The Falls had been on a steady decline, dating back to the 1970s and urban renewal, when whole city blocks were demolished. Some new infrastructure was built but much of it was questionable, both in design and quality.

Some historic vaudeville theaters saw the wrecking ball, but mostly mixed-use buildings fell, with nothing to replace them. From this core, many vacant and underused properties emerged, bringing urban blight as its partner.

At the same time, the city felt the smothering influence of the Robert Moses Parkway choking off downtown from the river, along with the effects of the great suburban sprawl, as traditional department stores vacated along with their clients. It was as Mayor Paul A. Dyster said, the perfect storm that left a large number of vacant properties, particularly on Third and Main streets.

The future looked grim, except perhaps to speculators who got wind of cheap commercial properties assessed well below market rate, lowering the cost to hold them. It brings to mind the largest landowner in downtown Niagara Falls whose company, Niagara Falls Redevelopment, is controlled by New York City businessman Howard Milstein.

NFR holdings, held under the name of five different corporations, total 450 properties, some vacant but some with structures, including the “Turtle” building and the Nabisco plant warehouse and silos. Company officials have, through the years, challenged the assessments on those properties.

Remember when Dyster and Sen. Charles E. Schumer met with Milstein back in January 2010 hoping for development of the parcels? Dyster, who had taken office a couple of years earlier, held high hopes. He is now in his third term and not planning on running for re-election in the fall – and the NFR properties remain relatively unchanged. They remain a difficult and unmet challenge.

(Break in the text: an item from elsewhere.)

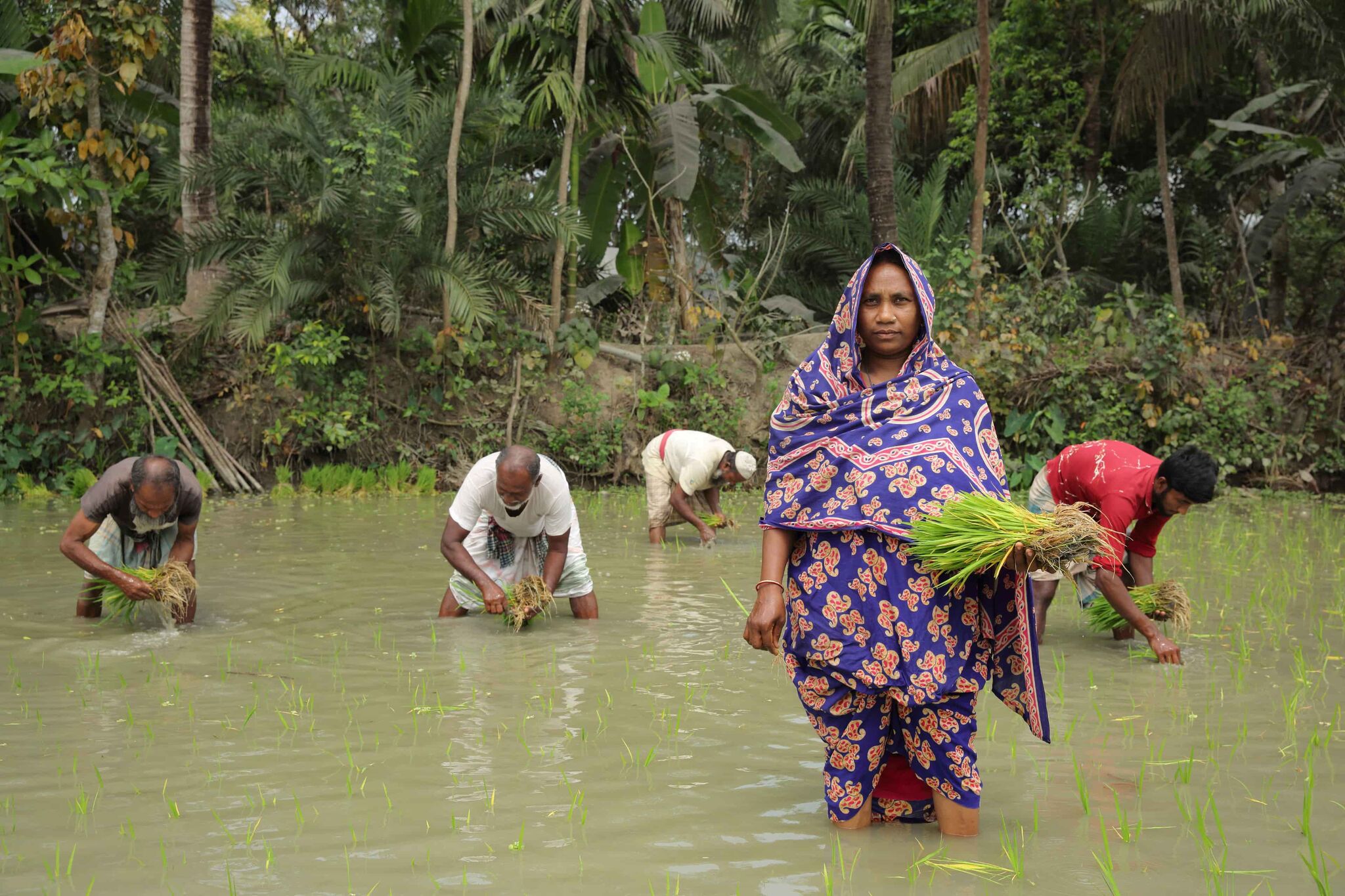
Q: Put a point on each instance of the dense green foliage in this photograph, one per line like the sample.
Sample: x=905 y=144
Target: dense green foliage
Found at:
x=717 y=195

But over the years, the city worked around the edges: The casino is on the western face, now the Niagara Lofts development on the eastern side. Improvements have appeared on the city’s south side and developers have even ventured in to remake historic structures, such as the Giacomo by Ellicott Development.

The former Robert Moses Parkway is now known as the Niagara Scenic Parkway and after removal of one portion and the planned removal of others, developers can see opportunity. The state’s purchase of the new properties offers an opportunity for more development.

It won’t happen overnight but the move stands to create another wave of development, playing off important public investments in the parks and parkway removal. As Dyster observed, it sets the trajectory for the next 10 years. With luck and foresight, the city may even come to resemble what visitors might expect from one the world’s best-known names in tourism.